I finally got back the first roll of film from my Holga. I always order my film “develop only,” then scan my negatives and see what’s worth printing. Since I very rarely print anything, it saves me a lot of money. As I detailed in my previous post, I managed to do an extremely good job of messing up the film by overlapping all of the exposures. I was hoping that at least one of the overlapped images would be something at least interesting, and I think it worked out. I tried to take the same shot twice, first using the “f/11” setting and then using the “f/8.” Because of my winding error, it didn’t really work out as planned. I do still think it’s interesting, though.
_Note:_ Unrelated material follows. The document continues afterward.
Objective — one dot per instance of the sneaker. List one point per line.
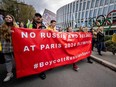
(8, 77)
(75, 68)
The first time I scanned this image, I didn’t bother to change the scan resolution. I had left it set at 2800 dpi, which produced scans from 35mm frames in the neighborhood of 10 megapixels, which was a good compromise between giant files and printable resolution. When I scanned this frame at 2800 dpi (which is somewhat cropped from the original), I ended up with a 92 megapixel image (or, to be exact, 92,390,540 pixels). While this is wonderful in theory, it meant a file of more than 227 MB, so unwieldy that it crashed Lightroom on my Macbook Pro (1536 MB RAM and a dual-core 2.0 ghz processor) when I tried to spot correct a bit of dust. It is also utterly pointless, as the Holga lens is in no way capable of resolving the level of detail that would reward this level of resolution. In spite of this, I plan on bragging about this regularly. The next time someone shooting with a D300s and an 18-55 kit lens takes a break from toggling through the auto modes to ask me about my camera, I can just say it’s 92 megapixels. (Or I can be nice – I’m not as mean as I claim to be).
Holga 120N overlapping exposure, Ilford XP2 Super.